Altında imzası olan "Demokratik Açılım" adlı seçim broşüründe "Silivri'de özel mahkemeler kurduk" diye yazıyordu.
19 Aralık 2010 günlü Bitlis konuşmasında "Bizim içeri tıktıklarımız arasında bir tane aydın yok" diyordu.
Demek ki mahkemeyi de kendisi kurmuştu, tutuklamaları (kendi deyişi ile içeri tıkmaları) da kendisi yapıyordu.
 
Org. Saygun olayı da gösterdi ki, tahliyeleri de Tayyip Erdoğan yapıyor.
Hastanelerin "Cezaevinde kalması hayati tehlike yaratır, enfeksiyon kapar" raporlarına rağmen "Cezaevinde kalabilir" raporu veren Adli Tıp geceyarısı 01'de toplanarak "Cezaevinde kalması sakıncalı" raporu vermiş, hastane raporlarına rağmen tahliye kararı vermeyi inatla reddeden hakim geceyarısı 04'de apar topar Adliye'ye gelerek tahliye kararı almıştı. Bu geceyarısı faaliyetinin Tayyip Erdoğan'ın emri ile yapıldığını görmemek için kör olmak gerekir.
 
Yine Org. Saygun olayı gösteriyor ki, hem Org. Saygun için, hem de Prof. Hilmioğlu gibi hayati tehlikesi olan diğer tutuklular için "Tahliye etmeyin, bırakın içerde gebersin" emrini veren de bizzat Tayyip Erdoğan'dır. Geceyarısı Adli Tıbbı ve Hakimleri tahliye için seferber edebilen güç, tahliyeleri de engelleyen güçtür.


 Meğerse Tayyip Erdoğan'ın sözü dinlenmiyormuş
++++++++++++++++++++++++++++++++++++++++++
 
Gelgelelim, son zamanlarda Tayyip Erdoğan, tutuklamaları başkalarının (F örgütünün, yani Fethullahçıların) üzerine atmak için bir gayret içine girdi.

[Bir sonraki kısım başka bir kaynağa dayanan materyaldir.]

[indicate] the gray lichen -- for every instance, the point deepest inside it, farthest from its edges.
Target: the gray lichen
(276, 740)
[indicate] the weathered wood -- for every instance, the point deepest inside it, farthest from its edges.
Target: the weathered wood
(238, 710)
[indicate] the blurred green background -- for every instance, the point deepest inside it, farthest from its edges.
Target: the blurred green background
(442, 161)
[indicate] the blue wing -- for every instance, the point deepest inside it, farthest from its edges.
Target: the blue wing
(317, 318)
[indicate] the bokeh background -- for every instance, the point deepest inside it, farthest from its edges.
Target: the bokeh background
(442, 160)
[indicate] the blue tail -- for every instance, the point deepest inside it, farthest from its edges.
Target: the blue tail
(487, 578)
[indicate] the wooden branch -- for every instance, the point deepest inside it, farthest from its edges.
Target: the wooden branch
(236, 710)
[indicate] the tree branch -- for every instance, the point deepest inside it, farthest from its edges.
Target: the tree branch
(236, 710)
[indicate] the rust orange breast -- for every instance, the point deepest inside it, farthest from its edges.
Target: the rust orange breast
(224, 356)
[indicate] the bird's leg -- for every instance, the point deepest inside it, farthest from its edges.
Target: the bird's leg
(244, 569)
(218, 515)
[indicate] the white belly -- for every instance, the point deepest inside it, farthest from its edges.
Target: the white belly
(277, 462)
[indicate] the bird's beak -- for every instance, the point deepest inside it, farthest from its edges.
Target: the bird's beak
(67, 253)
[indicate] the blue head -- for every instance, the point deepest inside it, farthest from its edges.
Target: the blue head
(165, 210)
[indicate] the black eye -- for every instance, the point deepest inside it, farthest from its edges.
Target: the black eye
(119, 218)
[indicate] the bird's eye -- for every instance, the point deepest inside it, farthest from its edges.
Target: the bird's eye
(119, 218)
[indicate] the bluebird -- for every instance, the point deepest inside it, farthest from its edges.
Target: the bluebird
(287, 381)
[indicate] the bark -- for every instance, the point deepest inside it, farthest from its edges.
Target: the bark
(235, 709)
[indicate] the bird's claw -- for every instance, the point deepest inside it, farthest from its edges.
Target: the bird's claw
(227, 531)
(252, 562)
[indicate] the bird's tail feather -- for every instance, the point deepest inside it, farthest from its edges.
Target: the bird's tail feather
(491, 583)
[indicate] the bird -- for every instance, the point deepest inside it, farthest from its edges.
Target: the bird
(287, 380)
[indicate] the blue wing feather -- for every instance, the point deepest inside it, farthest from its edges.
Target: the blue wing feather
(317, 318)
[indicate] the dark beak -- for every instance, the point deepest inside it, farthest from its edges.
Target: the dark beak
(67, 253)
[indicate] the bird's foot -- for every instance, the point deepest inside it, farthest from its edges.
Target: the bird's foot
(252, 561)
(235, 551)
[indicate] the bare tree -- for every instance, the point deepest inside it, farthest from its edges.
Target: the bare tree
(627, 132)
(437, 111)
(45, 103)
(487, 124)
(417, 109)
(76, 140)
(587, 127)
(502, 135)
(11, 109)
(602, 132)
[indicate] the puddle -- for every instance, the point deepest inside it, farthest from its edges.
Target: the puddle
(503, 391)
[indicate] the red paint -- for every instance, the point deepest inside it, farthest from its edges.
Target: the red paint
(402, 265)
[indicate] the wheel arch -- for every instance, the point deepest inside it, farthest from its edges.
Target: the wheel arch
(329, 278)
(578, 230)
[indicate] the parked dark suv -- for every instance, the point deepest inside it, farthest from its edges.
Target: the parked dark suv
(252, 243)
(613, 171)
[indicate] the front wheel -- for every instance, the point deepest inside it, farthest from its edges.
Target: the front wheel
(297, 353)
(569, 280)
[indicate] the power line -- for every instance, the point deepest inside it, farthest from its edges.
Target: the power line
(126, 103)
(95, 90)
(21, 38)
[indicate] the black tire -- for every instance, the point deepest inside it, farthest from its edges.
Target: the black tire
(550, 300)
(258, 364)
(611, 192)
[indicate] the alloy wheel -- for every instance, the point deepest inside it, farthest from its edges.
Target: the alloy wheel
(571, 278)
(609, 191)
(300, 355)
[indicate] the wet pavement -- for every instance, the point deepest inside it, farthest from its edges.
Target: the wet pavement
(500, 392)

Basındaki görevliler seferber oldular. Parmakları hep birlikte F örgütünü gösteriyor.
Bunların yazdıklarına bakılırsa, Tayyip Erdoğan zindanların kapılarını açmak istiyor, F örgütünün tutuklayıp "terörist" diye suçladığı o masumları salıvermek istiyor.
Ama o malum F örgütü yok mu... Savcılıklar ve mahkemeler hep o F örgütünün elinde ve Tayyip Erdoğan'ı kimse dinlemiyor.
Sadece muhalif (!) olduğu söylenen gazeteler ve yazarlar değil, tutukluların önemli bir kısmı da şimdi bu masalları yayıyor.
Tayyip Erdoğan'ın Nobel Merhamet Ödülü'ne aday gösterilmesine az kaldı.
 
Özel mahkemelerin üst makamı
++++++++++++++++++++++++++
 
Tayyip Erdoğan, ABD emperyalizminin güdümünde, Atatürk Cumhuriyeti'ni yıkmak, Türk Ordusu'nu tasfiye etmek için yürütülen düşman harekatının bir numaralı görevlisidir.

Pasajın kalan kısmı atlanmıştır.